A critical component to fund a Larkspur SMART train extension moved forward in the U.S. Congress as lawmakers agreed in early December to authorize the Small Starts program at $11 billion over six years. There's $20 million pledged by President Obama in the transportation authorization bill earmarked for the Sonoma-Marin Area Transit system that would extend rail tracks by two miles, from San Rafael to Larkspur.

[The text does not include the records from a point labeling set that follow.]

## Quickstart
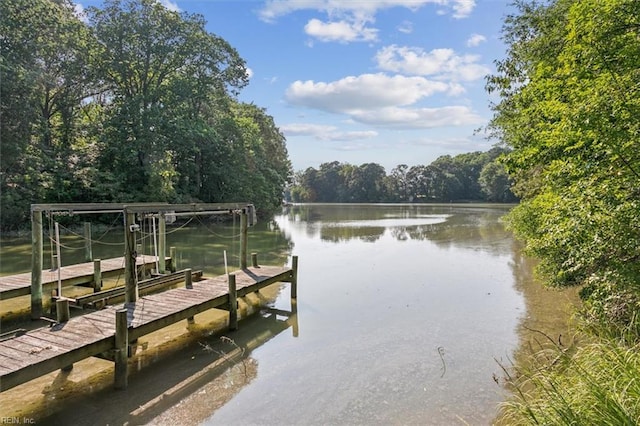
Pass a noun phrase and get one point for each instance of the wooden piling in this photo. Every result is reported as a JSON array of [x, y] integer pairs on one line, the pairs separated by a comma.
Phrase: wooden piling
[[244, 239], [87, 242], [188, 283], [294, 277], [120, 351], [62, 310], [174, 259], [130, 254], [233, 303], [97, 275], [36, 264]]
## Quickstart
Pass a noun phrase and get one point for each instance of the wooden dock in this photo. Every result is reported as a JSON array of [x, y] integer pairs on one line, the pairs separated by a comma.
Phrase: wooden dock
[[108, 332], [82, 273]]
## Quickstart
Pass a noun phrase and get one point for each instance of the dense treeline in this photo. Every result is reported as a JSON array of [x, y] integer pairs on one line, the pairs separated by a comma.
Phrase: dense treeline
[[131, 103], [570, 110], [476, 176]]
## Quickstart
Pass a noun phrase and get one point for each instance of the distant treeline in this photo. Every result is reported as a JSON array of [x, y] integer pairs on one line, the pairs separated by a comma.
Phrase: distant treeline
[[130, 103], [475, 176]]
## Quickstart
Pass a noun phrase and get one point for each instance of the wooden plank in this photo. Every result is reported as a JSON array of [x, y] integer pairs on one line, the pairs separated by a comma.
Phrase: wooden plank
[[47, 349]]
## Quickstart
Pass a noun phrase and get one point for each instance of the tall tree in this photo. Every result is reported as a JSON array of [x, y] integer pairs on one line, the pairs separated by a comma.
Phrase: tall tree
[[570, 98], [45, 52], [160, 67]]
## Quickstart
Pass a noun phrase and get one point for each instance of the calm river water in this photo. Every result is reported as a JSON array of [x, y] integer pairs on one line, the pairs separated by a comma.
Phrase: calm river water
[[404, 313]]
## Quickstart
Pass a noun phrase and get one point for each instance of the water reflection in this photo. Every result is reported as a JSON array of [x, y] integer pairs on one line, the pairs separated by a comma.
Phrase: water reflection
[[404, 309], [403, 321], [196, 380], [446, 225]]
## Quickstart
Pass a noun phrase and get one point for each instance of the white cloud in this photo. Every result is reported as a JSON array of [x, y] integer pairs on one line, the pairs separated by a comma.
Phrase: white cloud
[[439, 63], [406, 27], [276, 8], [348, 20], [364, 91], [382, 100], [463, 8], [341, 31], [325, 133], [475, 40], [419, 118], [170, 5]]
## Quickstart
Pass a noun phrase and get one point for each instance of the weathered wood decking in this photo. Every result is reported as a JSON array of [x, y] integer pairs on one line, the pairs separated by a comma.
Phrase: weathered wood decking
[[81, 273], [44, 350]]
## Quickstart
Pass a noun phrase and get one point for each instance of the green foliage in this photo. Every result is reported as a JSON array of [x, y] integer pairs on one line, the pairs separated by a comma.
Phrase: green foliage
[[570, 102], [596, 383], [447, 179], [135, 105]]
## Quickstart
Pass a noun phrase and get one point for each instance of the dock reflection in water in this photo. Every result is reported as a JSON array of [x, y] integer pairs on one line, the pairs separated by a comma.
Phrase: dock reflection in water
[[194, 381]]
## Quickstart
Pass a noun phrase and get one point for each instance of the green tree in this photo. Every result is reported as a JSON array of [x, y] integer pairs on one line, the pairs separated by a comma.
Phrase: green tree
[[570, 98], [163, 70]]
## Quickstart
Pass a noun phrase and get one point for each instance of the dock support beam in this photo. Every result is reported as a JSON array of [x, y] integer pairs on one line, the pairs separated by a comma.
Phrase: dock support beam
[[62, 310], [88, 255], [130, 254], [188, 283], [120, 352], [36, 264], [174, 259], [244, 238], [97, 275], [294, 277], [233, 303]]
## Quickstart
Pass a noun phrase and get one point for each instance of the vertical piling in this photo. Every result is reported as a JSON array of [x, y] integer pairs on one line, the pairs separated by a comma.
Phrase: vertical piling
[[244, 238], [294, 277], [36, 263], [97, 274], [233, 303], [62, 310], [162, 243], [130, 254], [120, 351], [174, 259], [188, 283], [88, 255]]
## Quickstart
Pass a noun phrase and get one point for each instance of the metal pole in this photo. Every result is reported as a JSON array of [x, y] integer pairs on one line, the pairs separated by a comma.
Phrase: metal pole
[[162, 243], [36, 264], [88, 255], [58, 261], [130, 254], [244, 239]]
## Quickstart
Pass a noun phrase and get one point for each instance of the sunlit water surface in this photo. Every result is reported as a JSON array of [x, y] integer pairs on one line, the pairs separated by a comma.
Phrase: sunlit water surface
[[404, 314]]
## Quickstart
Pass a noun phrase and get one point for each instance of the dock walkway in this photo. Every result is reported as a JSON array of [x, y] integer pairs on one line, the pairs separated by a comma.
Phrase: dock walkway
[[82, 273], [47, 349]]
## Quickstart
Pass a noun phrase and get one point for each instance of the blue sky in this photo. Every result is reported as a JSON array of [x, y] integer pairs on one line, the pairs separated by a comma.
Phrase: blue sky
[[358, 81]]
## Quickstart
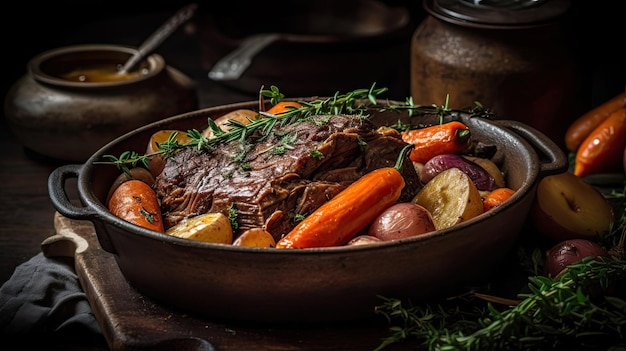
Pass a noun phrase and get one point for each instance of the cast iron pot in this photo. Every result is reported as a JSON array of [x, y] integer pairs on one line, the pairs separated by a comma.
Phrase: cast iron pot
[[307, 285]]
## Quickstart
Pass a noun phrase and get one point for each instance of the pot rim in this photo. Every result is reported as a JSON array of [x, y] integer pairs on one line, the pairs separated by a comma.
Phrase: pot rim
[[156, 64], [86, 174]]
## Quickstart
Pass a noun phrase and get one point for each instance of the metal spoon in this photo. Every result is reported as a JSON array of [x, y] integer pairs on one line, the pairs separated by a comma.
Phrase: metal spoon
[[162, 33]]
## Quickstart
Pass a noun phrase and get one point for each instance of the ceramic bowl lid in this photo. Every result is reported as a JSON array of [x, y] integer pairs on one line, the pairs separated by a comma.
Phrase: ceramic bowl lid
[[498, 14]]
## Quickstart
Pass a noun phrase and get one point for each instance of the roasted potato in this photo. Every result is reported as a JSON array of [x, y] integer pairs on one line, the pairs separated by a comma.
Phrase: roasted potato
[[451, 198]]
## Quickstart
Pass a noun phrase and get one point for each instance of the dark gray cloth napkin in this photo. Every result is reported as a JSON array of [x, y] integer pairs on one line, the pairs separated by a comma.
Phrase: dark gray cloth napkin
[[43, 302]]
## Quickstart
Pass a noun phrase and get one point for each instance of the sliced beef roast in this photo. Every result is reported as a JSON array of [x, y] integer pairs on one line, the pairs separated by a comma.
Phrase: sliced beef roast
[[293, 171]]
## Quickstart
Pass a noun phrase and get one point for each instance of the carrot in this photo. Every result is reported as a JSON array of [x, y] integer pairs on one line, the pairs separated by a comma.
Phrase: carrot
[[585, 124], [496, 197], [447, 138], [347, 213], [283, 106], [136, 202], [602, 150]]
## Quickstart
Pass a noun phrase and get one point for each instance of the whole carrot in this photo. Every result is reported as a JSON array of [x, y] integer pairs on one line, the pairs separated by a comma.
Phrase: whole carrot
[[585, 124], [447, 138], [283, 106], [136, 202], [602, 150], [342, 217]]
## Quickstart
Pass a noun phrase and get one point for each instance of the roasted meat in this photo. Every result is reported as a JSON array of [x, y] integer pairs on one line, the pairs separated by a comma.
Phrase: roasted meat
[[270, 181]]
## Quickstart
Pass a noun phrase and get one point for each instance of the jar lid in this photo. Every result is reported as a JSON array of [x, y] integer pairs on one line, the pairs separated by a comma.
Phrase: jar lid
[[499, 14]]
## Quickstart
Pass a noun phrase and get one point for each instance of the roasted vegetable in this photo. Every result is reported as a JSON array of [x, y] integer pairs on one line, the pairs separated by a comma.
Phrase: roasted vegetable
[[497, 197], [282, 107], [138, 173], [437, 164], [602, 150], [569, 252], [224, 122], [402, 220], [585, 124], [489, 166], [255, 237], [136, 202], [211, 227], [451, 198], [347, 213], [447, 138]]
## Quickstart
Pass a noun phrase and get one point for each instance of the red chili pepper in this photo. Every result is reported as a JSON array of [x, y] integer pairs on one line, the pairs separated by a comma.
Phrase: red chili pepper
[[602, 150]]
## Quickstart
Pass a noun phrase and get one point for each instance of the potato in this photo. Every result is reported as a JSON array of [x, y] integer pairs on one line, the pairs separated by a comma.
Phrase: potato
[[242, 116], [451, 198], [401, 220], [255, 237], [363, 240], [156, 163], [490, 167], [138, 173], [210, 227]]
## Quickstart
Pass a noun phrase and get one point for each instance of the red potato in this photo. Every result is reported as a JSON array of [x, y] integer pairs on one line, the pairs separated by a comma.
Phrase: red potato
[[400, 221], [136, 202], [134, 173]]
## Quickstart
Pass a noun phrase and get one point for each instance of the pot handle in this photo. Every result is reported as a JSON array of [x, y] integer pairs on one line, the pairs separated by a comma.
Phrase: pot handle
[[555, 161], [60, 199]]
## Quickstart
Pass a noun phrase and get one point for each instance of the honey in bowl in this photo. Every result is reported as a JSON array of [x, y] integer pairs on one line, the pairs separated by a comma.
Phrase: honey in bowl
[[98, 73]]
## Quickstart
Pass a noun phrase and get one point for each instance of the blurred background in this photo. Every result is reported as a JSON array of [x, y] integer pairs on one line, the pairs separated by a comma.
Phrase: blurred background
[[29, 28]]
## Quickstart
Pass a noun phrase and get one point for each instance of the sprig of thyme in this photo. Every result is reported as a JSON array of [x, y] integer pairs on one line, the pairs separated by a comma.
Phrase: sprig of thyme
[[584, 308], [555, 314]]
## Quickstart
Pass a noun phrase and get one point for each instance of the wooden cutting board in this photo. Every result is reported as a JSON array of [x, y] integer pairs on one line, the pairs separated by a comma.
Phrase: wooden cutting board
[[131, 321]]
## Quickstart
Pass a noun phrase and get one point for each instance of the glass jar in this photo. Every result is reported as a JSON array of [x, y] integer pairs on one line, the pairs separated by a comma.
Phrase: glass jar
[[514, 57]]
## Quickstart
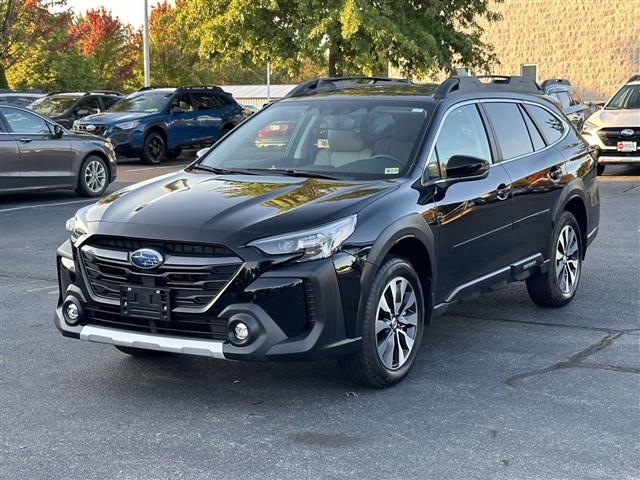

But the entire spending package might go out the window, and the SMART dollars with them. A government shutdown looms as Democratic lawmakers grapple with multiple radical right-wing riders dropped into an omnibus appropriations bill to fund the government. The transportation authorization bill that passed earlier this month included SMART dollars, but now that it's time to appropriate the money, Republicans have threatened a shutdown.

"They've thrown the kitchen sink at the Democrats," says Rep. Jared Huffman, D-San Rafael. After months of negotiations, Huffman says, the party "threw it out the window and offered a deal to Democrats that was basically every radically ideological agenda [item] that they could dream up." The GOP riders would ban Syrian refugees; amend the Dodd-Frank Act; pollute the Clean Air Act; wreck Obamacare; defund, demonize and otherwise delegitimize Planned Parenthood; whittle away at the Endangered Species Act . . .

House Democrats sent the bill back to the GOP to scrub the extremism. "It's been flatly rejected by us, so now—having had the goal posts moved—we are really not quite sure where this goes in the next few days," said Huffman late last week. He was cautiously optimistic. "It's wait-and-see time, but we don't have to wait too terribly long. We're at the 11th hour."

BAN DRAGS ON

Crabbers headed to the Steele Lane Community Center in Santa Rosa on Dec. 3 to find out when the state would lift the closure on the Dungeness and rock crab fisheries because of high levels of the potentially fatal domoic acid.

The news was unsatisfying. "I don't know when we will reopen," said California Department of Fish and Wildlife director Charlton Bonham. He assured the crabbers that there would be constant testing going on through the month, and that Fish and Wildlife was "seeing good trends, but very highly elevated hot spots."

In order to open the fisheries, state officials need to see average levels of domoic acid in crab viscera drop to below 30 parts per million for two weeks running. The levels are generally abating, but one Dungeness in the Channel Islands area had just been sampled at 1,000 ppm.

News of the very "hot" crab elicited a round of agitated murmurs from the room full of crabbers, which included Don Marshall, a member of the Pacific Coast Federation of Fishermen's Associations.

"I agree, and the fleet agrees as a whole, that public safety is the main concern," Marshall told the legislative panel comprised of Healdsburg lawmakers State Sen. Mike McGuire and Assemblyman Jim Wood.

Marshall advocated for a uniform opening of the Dungeness season when it was safe to do so, and strongly rejected any consideration to open state waters based on local test results. "The crabs don't abide district lines," Marshall said as he urged lawmakers and officials to "approach this matter with extreme caution. We are in uncharted waters."

Marshall is selling Christmas trees to get through the holidays.